In order to measure the microcystin concentration of the samples the microcystin (ADDA specific) ELISA kit from Enzo Life Sciences was used, according to the manufacturer’s instructions. As shown in Figure 4, the microcystin concentration in the no cells control sample measured 4.3 nM, whereas, by treating the microcystin containing buffer with our TorASP-PP1 containing cells the final concentration in solution was reduced to 0.26 nM. Cells expressing an ‘empty’ vector or cytoplasmic NarG-PP1 did affect the microcystin concentration in the reaction mixture. Thus, it can be conclude that it only PP1 in the periplasm can extract the microcystin from solution.
Acknowledgement of Sources
We thank Dr James Hastie (Division of Signal Transduction Therapy, College of Life Sciences, University of Dundee) for providing the pGEX6P-1 PP1 CAT gamma vector encoding a GST fusion to PP1. This vector was used to purify the protein and also served as a PCR template to allow cloning of the PP1 coding sequence into pSB1C3, remove illegal restriction sites, and submit to the Registry under RFC standard.

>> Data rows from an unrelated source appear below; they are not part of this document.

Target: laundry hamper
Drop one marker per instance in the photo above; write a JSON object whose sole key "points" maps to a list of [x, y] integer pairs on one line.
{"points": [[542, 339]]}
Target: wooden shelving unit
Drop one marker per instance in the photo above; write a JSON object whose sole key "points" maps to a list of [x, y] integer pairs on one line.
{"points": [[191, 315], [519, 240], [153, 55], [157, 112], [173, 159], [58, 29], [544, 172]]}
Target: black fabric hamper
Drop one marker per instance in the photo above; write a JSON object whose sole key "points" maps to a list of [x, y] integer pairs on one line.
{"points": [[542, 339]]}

We thank Prof Tricia Cohen (MRC Protein Phosphorylation & Ubiquitination Unit, University of Dundee) for providing an anti-PP1 serum.
Egloff MP, Cohen PT, Reinemer P, Barford D.(1985) Crystal structure of the catalytic subunit of human protein phosphatase 1 and its complex with tungstate. Journal of Molecular Biology 254:942-959.
MacKintosh C, Beattie KA, Klumpp S, Cohen P, Codd GA. (1990) Cyanobacterial microcystin-LR is a potent and specific inhibitor of protein phosphatases 1 and 2A from both mammals and higher plants. FEBS Letters 264:187-192.
MacKintosh RW, Dalby KN, Campbell DG, Cohen PT, Cohen P, MacKintosh C. (1995) The cyanobacterial toxin microcystin binds covalently to cysteine-273 on protein phosphatase 1. FEBS Letters 371:236-240.
Pugsley AP. (1993) The complete general secretory pathway in Gram-negative bacteria. Microbiological Reviews 57:50-108.
Sargent F, Bogsch EG, Stanley NR, Wexler M, Robinson C, Berks BC, Palmer T. (1998) Overlapping functions of components of a bacterial Sec-independent protein export pathway. EMBO Journal 17:3640-3650.
Tottey S, Waldron KJ, Firbank SJ, Reale B, Bessant C, Sato K, Cheek TR, Gray J, Banfield MJ, Dennison C, Robinson NJ. (2008) Protein-folding location can regulate manganese-binding versus copper- or zinc-binding. Nature 455:1138-1142.